News (World)

Trans people win right to exist in historic Kuwait court ruling

The trans flag at an August 21, 2017 protest
Photo: Shutterstock

Transgender equality activists scored a major win in Kuwait as the country’s constitutional court struck down a law that has long been used to criminalize transgender identity.

Two laws in the Muslim-majority country are used to prosecute people for being LGBTQ. Article 193 bans sex between two men and Article 198 bans public immorality. In 2008, Article 198 was expanded to make it clear that it included “imitating the appearance of a member of the opposite sex.”

Related: Transgender man in Kuwait arrested for ‘imitating opposite sex’

It’s the latter that the court struck down, saying that it’s vague and “inconsistent with the constitution’s keenness to ensure and preserve personal freedom.”

Amnesty International welcomed the decision as a “major breakthrough.”

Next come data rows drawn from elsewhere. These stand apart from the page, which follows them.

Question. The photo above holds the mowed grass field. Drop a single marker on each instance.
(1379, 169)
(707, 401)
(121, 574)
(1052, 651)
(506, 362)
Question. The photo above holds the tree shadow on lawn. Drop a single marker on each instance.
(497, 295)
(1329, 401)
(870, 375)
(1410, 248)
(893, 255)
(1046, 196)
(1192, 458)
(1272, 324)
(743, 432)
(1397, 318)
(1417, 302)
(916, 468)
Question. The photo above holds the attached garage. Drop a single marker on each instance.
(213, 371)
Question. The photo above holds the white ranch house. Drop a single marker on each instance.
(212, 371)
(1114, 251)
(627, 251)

“Article 198 was deeply discriminatory, overly vague, and never should have been accepted into law in the first place,” Amnesty International Middle East and North Africa division deputy director Lynn Maalouf said.

She said that the ruling means that authorities in Kuwait “must also immediately halt arbitrary arrests of transgender people and drop all charges and convictions brought against them.”

In 2016, police forcibly shaved the heads of three transgender women who were arrested for violating Article 198 in a shopping mall. The police said that a group of young men was harassing the women, but instead of helping them they asked the women for their identification and arrested them for wearing women’s clothes.

They were taken to a police station where their heads were shaved. They were referred for prosecution.

In 2012, an 18-year-old transgender man was arrested after he was attacked by a group of young men for wearing a traditional Kuwaiti male dishdasha and ghutra.

The alleged assailants reportedly thought that the victim was a trans woman and started to harass him, before attacking him for being a trans man. Two shops were damaged in the attack and the victim was arrested for violating Article 198.

Homosexuality is still illegal in the country and carries a punishment of up to seven years in prison. In the last decade, the Kuwaiti government has been under pressure to crack down on LGBTQ people.